Nowadays, the Palace shelters the Manuel de Brito Art Center. It was the subject of a rehabilitation project worthy of many compliments; awarded with the first prize in the category of Rehabilitation Projects by the Tourism of Portugal in 2009.
The Center is the home of one of the most important collections of Portuguese art in the twentieth century, Manuel de Brito’s collection, which includes artworks of recognized artists such as Almada Negreiros, Amadeo de Souza Cardoso, Vieira da Silva, Paula Rego, Júlio pomar, Graça Morais, in a total of about 380 works.
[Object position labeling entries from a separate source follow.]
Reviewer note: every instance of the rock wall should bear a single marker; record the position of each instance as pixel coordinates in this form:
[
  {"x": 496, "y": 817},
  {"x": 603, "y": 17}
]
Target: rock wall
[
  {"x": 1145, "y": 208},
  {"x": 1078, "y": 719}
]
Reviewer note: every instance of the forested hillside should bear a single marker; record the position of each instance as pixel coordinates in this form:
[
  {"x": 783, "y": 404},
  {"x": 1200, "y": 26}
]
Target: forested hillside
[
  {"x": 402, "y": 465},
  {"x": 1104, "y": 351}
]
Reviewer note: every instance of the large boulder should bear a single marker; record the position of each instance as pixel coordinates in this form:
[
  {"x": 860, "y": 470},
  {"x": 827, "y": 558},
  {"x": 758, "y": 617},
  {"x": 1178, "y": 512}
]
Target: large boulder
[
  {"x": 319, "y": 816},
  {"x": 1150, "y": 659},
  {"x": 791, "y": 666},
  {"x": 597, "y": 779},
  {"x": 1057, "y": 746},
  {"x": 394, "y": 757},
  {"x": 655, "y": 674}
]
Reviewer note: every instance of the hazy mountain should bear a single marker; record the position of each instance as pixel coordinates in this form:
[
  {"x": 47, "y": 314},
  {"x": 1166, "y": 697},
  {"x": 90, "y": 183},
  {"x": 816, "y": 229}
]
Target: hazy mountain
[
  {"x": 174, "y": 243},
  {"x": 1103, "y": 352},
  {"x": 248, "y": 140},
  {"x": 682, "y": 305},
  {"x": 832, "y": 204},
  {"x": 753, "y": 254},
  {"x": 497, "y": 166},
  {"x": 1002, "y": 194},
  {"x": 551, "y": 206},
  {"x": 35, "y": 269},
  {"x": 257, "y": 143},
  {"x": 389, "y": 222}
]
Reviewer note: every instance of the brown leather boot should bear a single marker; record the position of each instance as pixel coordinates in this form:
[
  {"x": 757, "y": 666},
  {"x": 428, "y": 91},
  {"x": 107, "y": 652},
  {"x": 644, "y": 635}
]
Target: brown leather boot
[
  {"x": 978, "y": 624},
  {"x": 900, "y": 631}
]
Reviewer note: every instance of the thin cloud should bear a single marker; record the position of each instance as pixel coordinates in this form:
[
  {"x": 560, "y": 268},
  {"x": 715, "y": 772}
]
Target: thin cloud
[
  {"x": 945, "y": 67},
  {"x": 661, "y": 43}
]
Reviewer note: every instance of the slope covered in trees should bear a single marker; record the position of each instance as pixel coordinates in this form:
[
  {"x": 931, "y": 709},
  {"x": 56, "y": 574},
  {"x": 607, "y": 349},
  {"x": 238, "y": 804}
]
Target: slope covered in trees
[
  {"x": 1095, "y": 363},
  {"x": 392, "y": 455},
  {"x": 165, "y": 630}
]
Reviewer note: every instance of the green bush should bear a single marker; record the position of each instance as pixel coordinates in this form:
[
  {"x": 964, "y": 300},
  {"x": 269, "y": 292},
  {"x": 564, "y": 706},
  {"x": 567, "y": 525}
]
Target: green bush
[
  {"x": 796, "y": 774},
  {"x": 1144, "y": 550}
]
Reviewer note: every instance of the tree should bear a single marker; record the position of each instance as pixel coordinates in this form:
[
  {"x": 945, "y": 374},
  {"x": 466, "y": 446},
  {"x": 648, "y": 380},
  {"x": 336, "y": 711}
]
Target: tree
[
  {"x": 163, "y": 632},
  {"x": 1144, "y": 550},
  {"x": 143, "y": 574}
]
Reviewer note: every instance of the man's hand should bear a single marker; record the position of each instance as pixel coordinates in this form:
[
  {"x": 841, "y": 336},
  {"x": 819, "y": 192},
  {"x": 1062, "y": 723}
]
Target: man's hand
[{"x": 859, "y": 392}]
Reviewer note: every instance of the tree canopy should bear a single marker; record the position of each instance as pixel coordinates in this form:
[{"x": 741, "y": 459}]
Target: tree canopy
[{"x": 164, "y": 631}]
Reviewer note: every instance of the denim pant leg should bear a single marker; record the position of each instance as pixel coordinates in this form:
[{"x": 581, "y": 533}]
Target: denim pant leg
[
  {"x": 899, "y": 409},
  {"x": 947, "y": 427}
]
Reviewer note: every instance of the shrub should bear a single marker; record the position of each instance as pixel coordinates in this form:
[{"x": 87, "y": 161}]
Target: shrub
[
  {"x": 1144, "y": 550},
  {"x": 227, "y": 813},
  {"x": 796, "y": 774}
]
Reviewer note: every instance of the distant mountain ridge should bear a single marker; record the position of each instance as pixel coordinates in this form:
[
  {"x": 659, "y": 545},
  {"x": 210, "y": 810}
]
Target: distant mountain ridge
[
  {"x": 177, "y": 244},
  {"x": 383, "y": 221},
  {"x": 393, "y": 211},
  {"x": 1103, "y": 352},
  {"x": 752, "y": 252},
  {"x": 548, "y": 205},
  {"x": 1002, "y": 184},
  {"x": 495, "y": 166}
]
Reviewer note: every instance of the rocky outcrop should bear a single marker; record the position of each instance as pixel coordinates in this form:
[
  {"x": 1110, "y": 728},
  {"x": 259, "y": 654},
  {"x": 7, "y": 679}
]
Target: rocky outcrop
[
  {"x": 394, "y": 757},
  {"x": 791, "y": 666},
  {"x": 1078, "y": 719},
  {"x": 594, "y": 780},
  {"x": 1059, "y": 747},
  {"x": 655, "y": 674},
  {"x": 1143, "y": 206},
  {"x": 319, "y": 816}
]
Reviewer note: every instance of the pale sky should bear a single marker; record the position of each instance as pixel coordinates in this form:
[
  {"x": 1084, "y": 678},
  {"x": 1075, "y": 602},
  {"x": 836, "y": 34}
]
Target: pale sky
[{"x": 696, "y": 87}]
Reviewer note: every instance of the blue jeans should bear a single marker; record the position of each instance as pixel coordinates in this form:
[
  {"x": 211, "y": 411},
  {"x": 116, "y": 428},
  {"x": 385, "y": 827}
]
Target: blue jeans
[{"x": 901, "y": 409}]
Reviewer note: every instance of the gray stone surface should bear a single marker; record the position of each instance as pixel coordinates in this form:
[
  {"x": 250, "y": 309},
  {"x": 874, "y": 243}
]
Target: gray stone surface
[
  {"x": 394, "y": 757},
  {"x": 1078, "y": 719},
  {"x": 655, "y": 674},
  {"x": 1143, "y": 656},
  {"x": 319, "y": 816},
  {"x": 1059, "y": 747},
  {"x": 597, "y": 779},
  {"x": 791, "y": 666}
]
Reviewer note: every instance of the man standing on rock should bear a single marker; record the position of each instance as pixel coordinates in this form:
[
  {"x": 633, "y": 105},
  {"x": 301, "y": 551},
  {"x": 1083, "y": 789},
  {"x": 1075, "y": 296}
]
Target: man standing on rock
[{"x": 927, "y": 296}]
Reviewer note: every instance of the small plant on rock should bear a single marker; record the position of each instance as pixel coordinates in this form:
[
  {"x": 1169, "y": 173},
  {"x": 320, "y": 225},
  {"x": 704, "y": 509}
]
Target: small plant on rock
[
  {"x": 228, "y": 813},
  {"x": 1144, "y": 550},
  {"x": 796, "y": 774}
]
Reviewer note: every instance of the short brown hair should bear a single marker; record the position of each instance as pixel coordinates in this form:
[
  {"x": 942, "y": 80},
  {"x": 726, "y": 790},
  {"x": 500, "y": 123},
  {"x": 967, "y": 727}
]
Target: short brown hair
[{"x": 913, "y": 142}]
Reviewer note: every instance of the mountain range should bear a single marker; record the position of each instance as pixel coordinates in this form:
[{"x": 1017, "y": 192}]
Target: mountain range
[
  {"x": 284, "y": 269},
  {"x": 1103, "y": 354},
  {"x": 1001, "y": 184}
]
The Center has a regular schedule of temporary exhibitions which aim to promote the collection and a set of related and complementary activities such as guided tour, workshops, concerts, conferences, among others.
Gardens and Palace of the Marquis of Pombal and House of Fishing - Oeiras
It’s construction dates back to the second half of the 18th century and it is a project designed by Carlos Mardel, an Hungarian architect who played a major role in the Pombaline rebuilding of Lisbon.
Being integrated in the Quinta de Cima ou Quinta Grande the Fishing House makes up an axial structure along with the wine cellar and other Palace buildings, standing perpendicularly to this one and to the stream.
This precinct owes its name after the tile panels with fishing work motives that cover a squared room walls as well as to the stucco ornaments also subordinated to the fishing theme that as a matter of fact used to take place at the huge tank on the right side of the house.
Preceding the Fishing House whole there is a pond with an eight point star in the center that represents the Carvalho coat of arms. In this garden rises a standard Pombaline tile covered walls staircase.
Most authors claim that the panels were made at Fábrica do Rato (Royal Earthenware Factory). The Taveira Cascade is the highlight of this set. dedicated to the water’s cult with a rock bottom the water flowed to a lake in front of two pillars.